Hon. Pierre J. Dalphond: Honourable senators, as we prepare to conclude debate on the principle of Bill S-7, allow me to offer a few comments that may be useful during the committee’s study.

First, I would like to thank Senator Boniface for her April 28 speech, in which she did a very good job explaining the origins of the bill and its substance. In essence, the government is proposing that personal digital devices, such as smartphones, tablets and computers, be subject to a search or examination only if the customs officer has a reasonable general concern that an offence has been committed under the acts that the officer is responsible for enforcing.

As the senator said, this bill is the government’s proposed response to a Court of Appeal of Alberta ruling on October 29, 2020. In Canfield, the court found that the application of paragraph 99(1)(a) of the Customs Act to the inspection of these devices was a violation of section 8 of the Charter of Rights and Freedoms, which guarantees all Canadian citizens a sphere of autonomy and privacy. The ruling also gave Parliament 12 months to amend the legislation. That deadline was extended to April 28, 2022, and no further.

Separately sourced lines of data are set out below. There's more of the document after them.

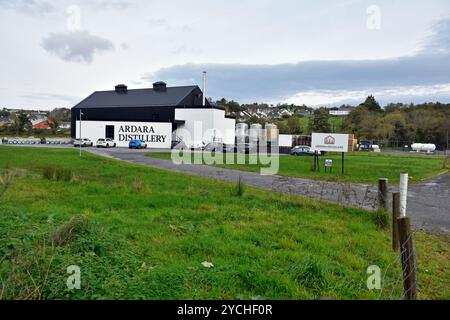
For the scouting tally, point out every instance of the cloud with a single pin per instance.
(27, 6)
(281, 82)
(439, 41)
(383, 95)
(60, 98)
(76, 46)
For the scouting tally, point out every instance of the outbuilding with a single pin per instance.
(157, 115)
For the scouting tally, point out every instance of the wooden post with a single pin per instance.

In a ruling issued in the Pike case on April 14, after this bill was introduced, the Ontario Superior Court came to the same conclusion as the Alberta Court of Appeal. The judge also refused to grant the government a further one-year extension, choosing to uphold the deadline set by the Alberta Court of Appeal. As a result of these two rulings, as of April 29, 2022, customs officers in both Alberta and Ontario may search one of the above-mentioned digital devices only if they have a reasonable suspicion that an offence has been committed under a law that they are responsible for enforcing.

[English]

It means that currently, at the busiest airport in Canada, Toronto Pearson International Airport, customs officers can only ask for access to the content of a digital device if they entertain a reasonable suspicion that it contains a document that cannot be legally imported to Canada. This is, of course, also true at all international airports in Alberta and Ontario and at all border customs stations located in these two provinces. In other words, since April 29 a large proportion of travellers entering Canada can only be subject to a search of their personal devices if the customs officer entertains a reasonable suspicion that the traveller is trying to import illegal material — a threshold that has been described, and rightly so, by Senator Boniface as being higher than the one proposed in the bill.

During committee study of this bill, this important new fact should be studied in order to measure the difficulties, if any, met in the operations of customs officials in Alberta and Ontario compared to the rest of the country. The rest of the country can still operate under the existing regime where customs officers apply section 99(1)(a) of the Customs Act to search personal devices, being restricted only by internal guidelines issued by the Canada Border Services Agency. These guidelines have been found by both the Court of Appeal of Alberta and the Superior Court of Justice in Ontario to be insufficient to meet legal requirements because they are not legally binding.

Incidentally, this is the same test that customs officers have always applied to the inspection of material in the mail without complaining about their inability to ensure that illegal products such as child pornography are not imported to Canada through the mail service. This is certainly another feature of the current system that could be studied in committee.

As observed by the Court of Appeal of Alberta, the content of a personal device is incredibly larger in terms of personal information than what you could find in a letter, even a long one.